Patients who deteriorate outside highly monitored settings and who require unplanned transfer to the intensive care unit (ICU) are known to have high mortality and morbidity.[1, 2, 3, 4, 5] The notion that early detection of a deteriorating patient improves outcomes has intuitive appeal and is discussed in a large number of publications.[6, 7, 8, 9, 10] However, much less information is available on what should be done after early detection is made.[11] Existing literature on early warning systems (EWSs) does not provide enough detail to serve as a map for implementation. This lack of transparency is complicated by the fact that, although the comprehensive inpatient electronic medical record (EMR) now constitutes the central locus for clinical practice, much of the existing literature comes from research institutions that may employ home‐grown EMRs, not community hospitals that employ commercially available systems.

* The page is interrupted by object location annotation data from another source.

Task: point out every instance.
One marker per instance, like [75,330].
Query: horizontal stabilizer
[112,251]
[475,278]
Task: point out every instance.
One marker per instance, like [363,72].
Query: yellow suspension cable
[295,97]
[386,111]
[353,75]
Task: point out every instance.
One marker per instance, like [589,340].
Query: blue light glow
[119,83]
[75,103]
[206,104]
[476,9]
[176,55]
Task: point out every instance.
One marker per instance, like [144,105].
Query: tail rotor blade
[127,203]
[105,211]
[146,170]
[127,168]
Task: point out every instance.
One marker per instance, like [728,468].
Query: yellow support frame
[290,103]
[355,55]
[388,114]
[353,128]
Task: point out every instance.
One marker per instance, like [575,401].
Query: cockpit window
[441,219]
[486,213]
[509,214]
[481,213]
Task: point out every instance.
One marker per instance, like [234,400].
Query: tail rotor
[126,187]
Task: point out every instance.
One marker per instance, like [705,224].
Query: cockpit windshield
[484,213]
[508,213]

In this issue of the Journal of Hospital Medicine, we describe our efforts to bridge that gap by implementing an EWS in a pair of community hospitals. The EWS's development and its basic statistical and electronic infrastructure are described in the articles by Escobar and Dellinger and Escobar et al.[2, 12, 13] In this report, we focus on how we addressed clinicians' primary concern: What do we do when we get an alert? Because it is described in detail by Granich et al.[14] elsewhere in this issue of the Journal of Hospital Medicine, a critical component of our implementation process (ensuring that patient preferences with respect to supportive care are honored) is not discussed.

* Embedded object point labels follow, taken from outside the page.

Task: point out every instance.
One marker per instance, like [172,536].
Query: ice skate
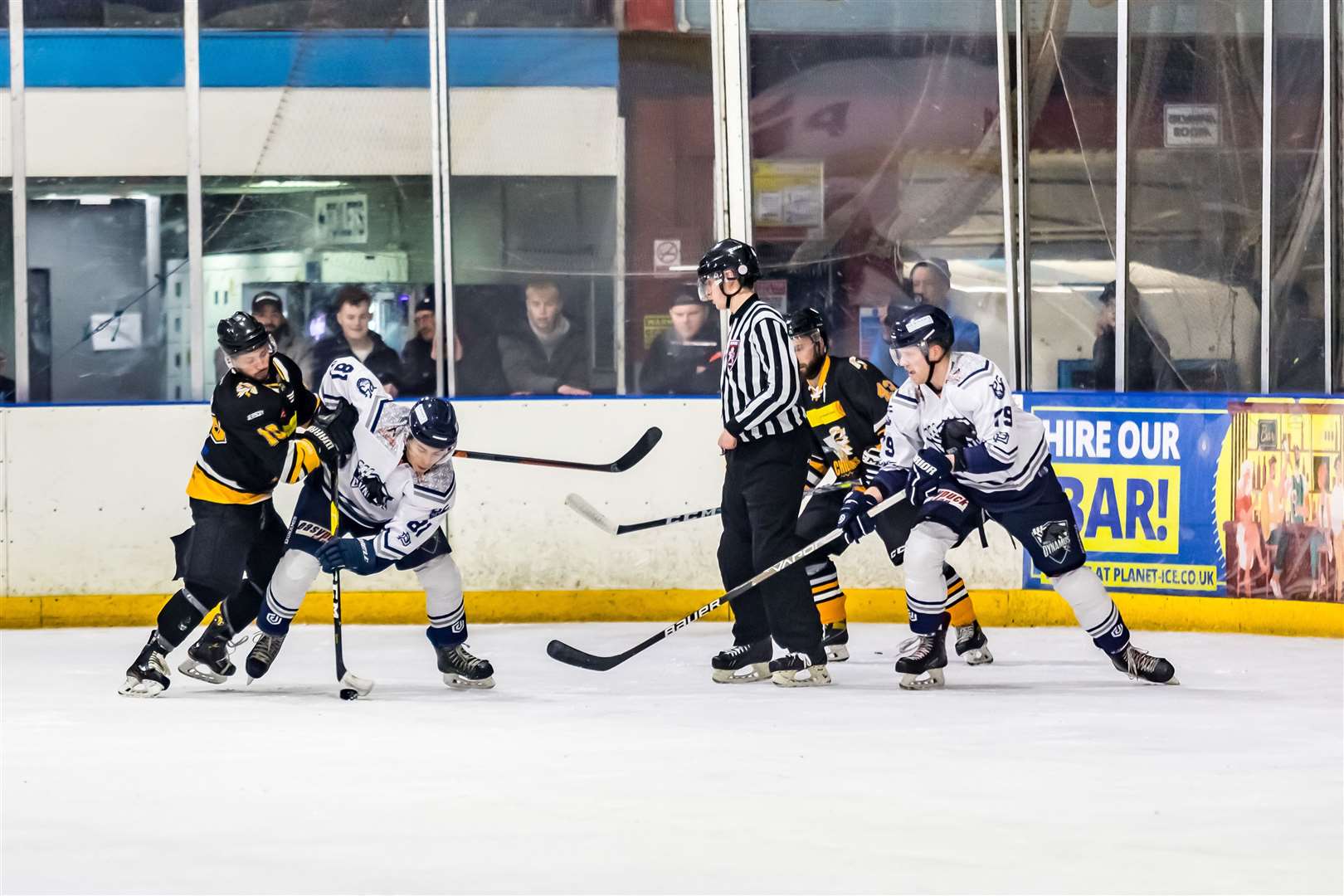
[1144,666]
[262,655]
[208,659]
[463,670]
[973,645]
[800,670]
[149,674]
[923,660]
[835,637]
[743,663]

Our article is divided into the following sections: rationale, preimplementation preparatory work, workflow development, response protocols, challenges and key learnings, and concluding reflections.


Much of the previous work on the implementation of alarm systems has focused on the statistics behind detection or on the quantification of processes (eg, how many rapid response calls were triggered) or on outcomes such as mortality. The conceptual underpinnings and practical steps necessary for successful integration of an alarm system into the clinicians' workflow have not been articulated. Our theoretical framework was based on (1) improving situational awareness[15] (knowing what is going on around you and what is likely to happen next) and (2) mitigating cognitive errors.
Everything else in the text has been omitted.